Question

In a ground-state `"P"` atom in the gas phase, how many electrons have the quantum numbers `n = 3, l = 1, m_l = –1` ?

Answer 1

One electron.

Explanation:

The key here is the electron configuration of a neutral atom of phosphorus, which looks like this

`"P: " 1s^2 2s^2 2p^6 3s^2 3p^3`

Now, the `p` subshell contains a total of `3` orbitals. According to Hund's Rule, every orbital present in a given subshell must be half filled before any one of the orbitals can be completely filled.

This means that all the three `p` orbitals present in the `p` subshell must contain one electron, i.e. be half-filled, before any one of these orbitals can contain two electrons, i.e. be completely filled.

Notice that phosphorus has `3` electrons in the `3p` subshell. This tells you that each `3p` orbital will hold a single electron.

Now, you know that the principal quantum number, `n`, tells you the energy shell in which an electron is located inside an atom.

In your case, you have

`n=3 ->` the third energy shell

The angular momentum quantum number, `l`, describes the energy shell in which the electron is located.

You know that you have

• `l = 0 ->` the `s` subshell
• `l = 1 ->` the `p` subshell
• `l = 2 ->` the `d` subshell
  `vdots`

and so on. In your case, you're dealing with the `p` subshell.
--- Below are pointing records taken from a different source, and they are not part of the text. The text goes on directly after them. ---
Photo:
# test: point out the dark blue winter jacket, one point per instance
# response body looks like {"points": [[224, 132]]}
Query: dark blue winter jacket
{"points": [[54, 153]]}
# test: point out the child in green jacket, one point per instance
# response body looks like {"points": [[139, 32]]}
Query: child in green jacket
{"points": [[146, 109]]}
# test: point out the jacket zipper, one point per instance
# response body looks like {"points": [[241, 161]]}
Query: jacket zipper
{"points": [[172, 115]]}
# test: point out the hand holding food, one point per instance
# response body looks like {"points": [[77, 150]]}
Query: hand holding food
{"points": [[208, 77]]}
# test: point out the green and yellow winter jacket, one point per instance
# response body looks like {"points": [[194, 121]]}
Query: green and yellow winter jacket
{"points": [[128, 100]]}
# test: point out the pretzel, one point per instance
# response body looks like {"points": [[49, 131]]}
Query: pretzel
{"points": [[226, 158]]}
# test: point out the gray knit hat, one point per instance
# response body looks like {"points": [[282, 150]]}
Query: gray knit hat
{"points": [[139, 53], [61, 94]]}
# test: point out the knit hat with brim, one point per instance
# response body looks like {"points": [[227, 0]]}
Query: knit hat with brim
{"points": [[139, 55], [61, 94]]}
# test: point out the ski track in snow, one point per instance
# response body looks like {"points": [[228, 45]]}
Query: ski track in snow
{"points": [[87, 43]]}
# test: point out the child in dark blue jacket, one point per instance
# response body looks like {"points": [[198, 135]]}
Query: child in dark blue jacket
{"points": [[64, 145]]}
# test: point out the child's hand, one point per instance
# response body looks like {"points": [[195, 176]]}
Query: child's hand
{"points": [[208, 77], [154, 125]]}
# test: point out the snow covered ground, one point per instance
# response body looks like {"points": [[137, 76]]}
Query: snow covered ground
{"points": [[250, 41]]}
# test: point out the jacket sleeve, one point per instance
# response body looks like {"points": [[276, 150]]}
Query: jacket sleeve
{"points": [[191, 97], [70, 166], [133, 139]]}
Finally, the magnetic quantum number, `m_l`, tells you the orientation of the orbital in which the electron is located. For the `p` subshell, you have

`l = 1 implies m_l = {-1, 0 , +1}`

In your case, you have

`m_l = -1`

which refers to one of the three orbitals present in the `3p` subshell. Since all three `3p` orbitals contain a single electron, you can say that the incomplete quantum number set

`n = 3, l =1, m_l = -1`

describes one electron present in the third energy shell, in the `3p` subshell, in one of the three `3p` orbitals--let's say `3p_y`.